# Can you help me get started on this proof?

• Sep 15th 2010, 11:02 PM
Lprdgecko
Can you help me get started on this proof?
I'm having trouble on where to begin with this proof. I'm pretty sure it is a valid argument, since I tried to come up with a counter-example but couldn't. I will use the symbol ~ to stand for "not", since I don't know how to make the "not" symbol online.

Directions: Derive ~Z -> ~Y

(1) ~X -> Y
(2) ~X -> Z
-------------------
(3) ~Z -> ~(~X).......... (1) Contrapositive

I think I should start with the contrapositive, but I have no clue where to go from here. Any help would be appreciated :)
• Sep 15th 2010, 11:49 PM
MathoMan
if ~Z->~(~X) and ~X->Y then ~Z->~Y. Errr... right? Guys?
• Sep 16th 2010, 01:34 AM
PiperAlpha167
Quote:

Originally Posted by Lprdgecko
I'm having trouble on where to begin with this proof. I'm pretty sure it is a valid argument, since I tried to come up with a counter-example but couldn't. I will use the symbol ~ to stand for "not", since I don't know how to make the "not" symbol online.

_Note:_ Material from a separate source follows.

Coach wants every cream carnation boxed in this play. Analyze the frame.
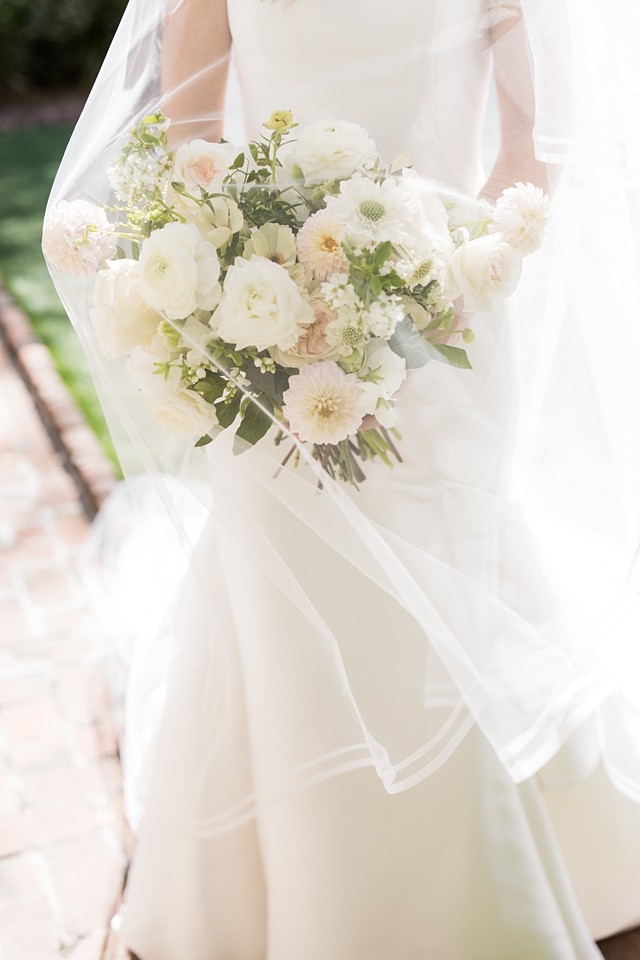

Directions: Derive ~Z -> ~Y

(1) ~X -> Y
(2) ~X -> Z
-------------------
(3) ~Z -> ~(~X).......... (1) Contrapositive

I think I should start with the contrapositive, but I have no clue where to go from here. Any help would be appreciated :)

It's not a valid argument.

Consider the valuation v, where v(Z) = false, and v(Y) = v(X) = true.

Under v, both premisses are true, and the conclusion is false.
• Sep 16th 2010, 06:13 AM
Lprdgecko
Quote:

Originally Posted by PiperAlpha167
It's not a valid argument.

Consider the valuation v, where v(Z) = false, and v(Y) = v(X) = true.

Under v, both premisses are true, and the conclusion is false.

Thanks! I could've sworn I tried that counter-example, but I guess not.